Karen Viard and Gilles Lellouche in MY PIECE OF THE PIE (Chantal Thomines Desmazures/Sundance Selects)

Written & Directed by Cédric Klapisch
Produced by Bruno Levy
Released by Sundance Selects
English & French with English subtitles
France. 109 min. Not rated
With Karin Viard & Gilles Lellouche

Cédric Klapisch’s boisterous films cram many characters and storylines into two (or so) hours. His last effort, Paris, was even more kaleidoscopic than usual, with the director adroitly juggling several relationships. Of course, having some of France’s best actors (including Fabrice Luchini and Juliette Binoche) on screen didn’t hurt.

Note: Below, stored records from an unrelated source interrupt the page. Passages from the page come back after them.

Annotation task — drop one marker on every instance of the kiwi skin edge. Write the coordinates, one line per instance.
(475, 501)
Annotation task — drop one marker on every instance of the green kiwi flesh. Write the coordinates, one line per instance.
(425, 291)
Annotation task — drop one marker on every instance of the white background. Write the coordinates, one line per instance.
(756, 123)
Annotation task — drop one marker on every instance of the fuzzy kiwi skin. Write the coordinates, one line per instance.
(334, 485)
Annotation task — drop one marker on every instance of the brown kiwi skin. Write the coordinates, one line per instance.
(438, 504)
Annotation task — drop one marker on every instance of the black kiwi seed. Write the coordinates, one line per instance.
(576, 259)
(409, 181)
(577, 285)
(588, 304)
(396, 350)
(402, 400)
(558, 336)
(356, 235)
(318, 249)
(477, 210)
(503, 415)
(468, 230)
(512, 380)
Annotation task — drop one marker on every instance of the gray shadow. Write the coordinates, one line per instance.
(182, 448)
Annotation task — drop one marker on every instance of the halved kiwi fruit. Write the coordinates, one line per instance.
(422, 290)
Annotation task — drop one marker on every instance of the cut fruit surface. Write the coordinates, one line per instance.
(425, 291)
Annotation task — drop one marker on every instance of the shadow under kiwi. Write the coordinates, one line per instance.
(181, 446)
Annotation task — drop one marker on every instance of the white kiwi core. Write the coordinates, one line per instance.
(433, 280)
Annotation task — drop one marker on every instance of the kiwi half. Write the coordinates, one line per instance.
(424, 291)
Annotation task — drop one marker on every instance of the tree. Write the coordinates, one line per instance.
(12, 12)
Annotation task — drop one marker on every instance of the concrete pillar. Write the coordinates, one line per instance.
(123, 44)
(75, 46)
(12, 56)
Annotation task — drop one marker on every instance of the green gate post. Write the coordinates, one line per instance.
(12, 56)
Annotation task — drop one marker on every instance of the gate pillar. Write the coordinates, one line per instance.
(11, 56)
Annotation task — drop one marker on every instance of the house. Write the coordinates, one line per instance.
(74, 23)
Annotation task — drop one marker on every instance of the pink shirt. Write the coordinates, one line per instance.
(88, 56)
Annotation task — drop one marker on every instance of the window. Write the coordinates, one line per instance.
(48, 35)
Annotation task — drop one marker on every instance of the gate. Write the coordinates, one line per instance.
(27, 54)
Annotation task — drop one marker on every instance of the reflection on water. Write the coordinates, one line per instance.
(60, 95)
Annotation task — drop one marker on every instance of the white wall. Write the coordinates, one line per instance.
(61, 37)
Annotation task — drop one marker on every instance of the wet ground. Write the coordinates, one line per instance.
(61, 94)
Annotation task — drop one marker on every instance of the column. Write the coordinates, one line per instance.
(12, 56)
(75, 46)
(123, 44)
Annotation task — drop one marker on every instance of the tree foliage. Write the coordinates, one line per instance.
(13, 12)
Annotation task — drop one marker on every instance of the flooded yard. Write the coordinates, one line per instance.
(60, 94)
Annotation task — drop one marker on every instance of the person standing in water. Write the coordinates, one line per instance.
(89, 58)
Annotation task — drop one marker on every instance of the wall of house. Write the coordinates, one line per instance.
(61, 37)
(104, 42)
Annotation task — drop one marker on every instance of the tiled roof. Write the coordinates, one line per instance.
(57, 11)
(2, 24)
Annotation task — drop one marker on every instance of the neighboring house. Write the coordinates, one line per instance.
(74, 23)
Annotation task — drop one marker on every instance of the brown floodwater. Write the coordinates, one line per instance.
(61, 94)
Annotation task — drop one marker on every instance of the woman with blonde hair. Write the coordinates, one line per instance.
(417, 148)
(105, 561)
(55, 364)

Now comes My Piece of the Pie. For this director, it’s almost an intimate chamber piece that revolves around two protagonists—or antagonists, as we shall see. In the seaside town of Dunkirk, heroine France (Karin Viard) is a 42-year-old single mother of three children who loses her factory job when the company she works for goes under as part of the global economic crisis. Meanwhile, in

Paris (and London), lives the financial whiz kid who personally caused France’s unemployment: charismatic anti-hero Steve. His lack of scruples extends from the board room to the bedroom, where he’s taken aback when the supermodel he’s wooing refuses to have sex with him after he flies her to Venice in his private plane.

After alternating between their separate worlds (the movie could also be called “99% vs. 1%”), Klapisch finally gets to the celebrex nitty-gritty after France—desperate for a job to keep her family together—takes the train from Normandy to Paris to become a cleaning lady. Whom does she end up working for? You guessed it. Steve becomes France’s boss, and after many machinations that are undeniably clever but so obvious that you can spot them crawling up the Champs-Élysées, they end up as lovers, at least until Steve tells France (after their first night together) that he and his co-workers destroyed

her former employee and sent her adrift in our anything-but-brave new economic world.

My Piece of the Pie is nothing if not timely, and Klapisch enjoys showing what a rich bastard Steve is (at uti treatment antibiotic cipro dose one point he says, unapologetically, “Finance makes the world go round”) and how much fun it is being a rich bastard (wooing supermodels, flying around Europe, having an eternal five o’clock shadow). But the movie is too heavy-handed in its attempts to show that opposites really do attract.

The first half smartly sets up the conflict between France and Steve, but the second half falls apart as Klapisch muddies his message of responsibility and accountability with a shrill, feel-good revenge ending. It’s bad enough that the movie heroine’s name is France, but during the film’s strange climax, the friendly crowds begin to yell celebrex coupon “France! France! France!” What’s already been obvious is flagrantly underlined for those who still didn’t get it during the first 105 minutes.

As France, Karin Viard carries an entire nation’s economic suffering on her shoulders. Although she’s a luminous presence, there are moments—when she impersonates a Russian bimbo during a dinner with Steve’s colleagues or dances with her kids to Roy Orbison’s “Pretty Woman”—where even she can’t rescue the movie from Klapisch’s silliness.

The same goes for Gilles Lellouche, who has Steve’s impulsiveness, immaturity, and single-mindedness down pat. But except for a few tender moments with the executive’s young son, he’s unable to create a coherent character. The film suffers as Klapisch seems content to keep his antagonistic couple one-dimensionally symbolic. In this underwhelming context, the film ends with a question mark—and its single subtle moment. But subtlety is all wrong in a movie that hammers home its points throughout.